Sementara, personil dari Satuan Polisi Lalu Lintas (Satlantas) ditugaskan mengatur jalur- jalur sekitar lokasi aksi agar tidak mengalami kemacetan.

“Kami selalu siap melakukan pengamanan untuk antisipasi terburuk. Bisa saja skenario buruk terjadi, hal itu juga sudah kami maping. Dengan 525 personil itu kami yakin aksi akan berjalan damai dan terkendali,” ujar Kompol Dodot Dwiyanto.

Jumlah personil yang disiapkan itu, lanjut Dodot, belum termasuk anggota yang ada di lima Polsek yang ada, yakni Polsek Lowokwaru, Polsek Klojen, Polsek Sukun, Polsek Kedungkandang dan Polsek Blimbing.

"Tapi nanti juga melihat situasi yang ada. Apakah diperlukan penambahan personil atau tidak, semua masih melihat kondisi besok. Tapi kami berharap aksi besok berlangsung kondusif. Para pengunjuk rasa bisa menyampaikan pendapatnya secara positif tanpa harus mengganggu keamanan," ujarnya.

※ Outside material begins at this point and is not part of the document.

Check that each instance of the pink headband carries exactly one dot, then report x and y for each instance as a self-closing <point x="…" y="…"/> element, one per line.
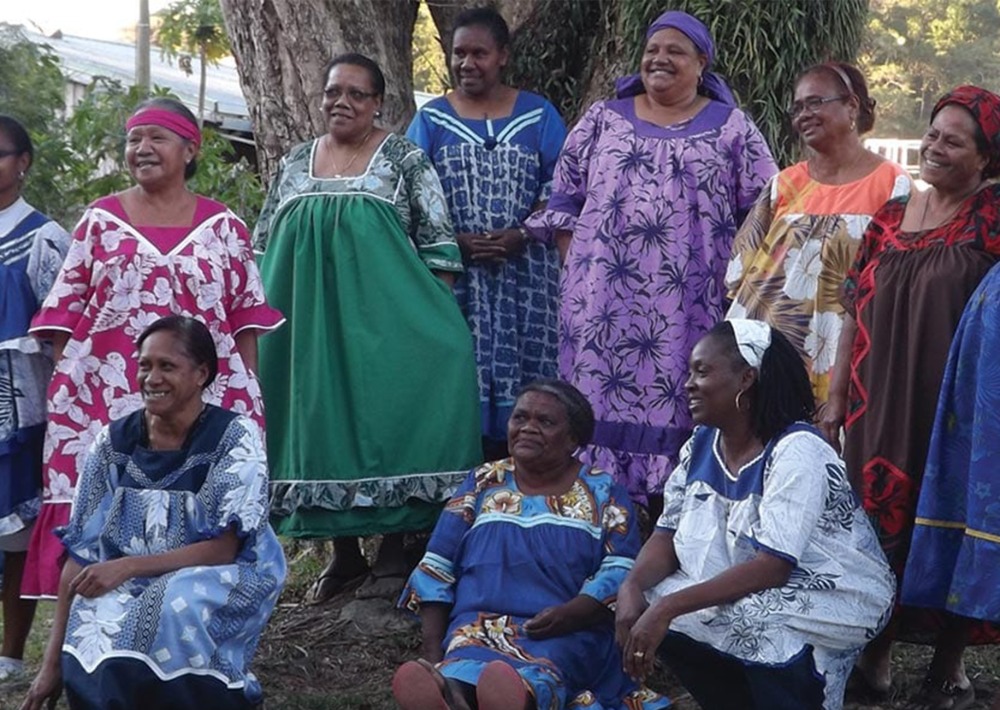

Kendati demikian, Dodot mengingatkan para pengunjuk rasa agar jangan sekali-sekali berbuat kerusuhan atau menjadi provokator. Sebab, mereka yang terbukti di lapangan melakukan tindakan provokatif akan ditindak tegas.

“Kalau memang ada pihak yang merasa dirugikan, ada korban, silahkan lapor. Kami akan tangani hal itu secara serius dan tuntas,” tandasnya.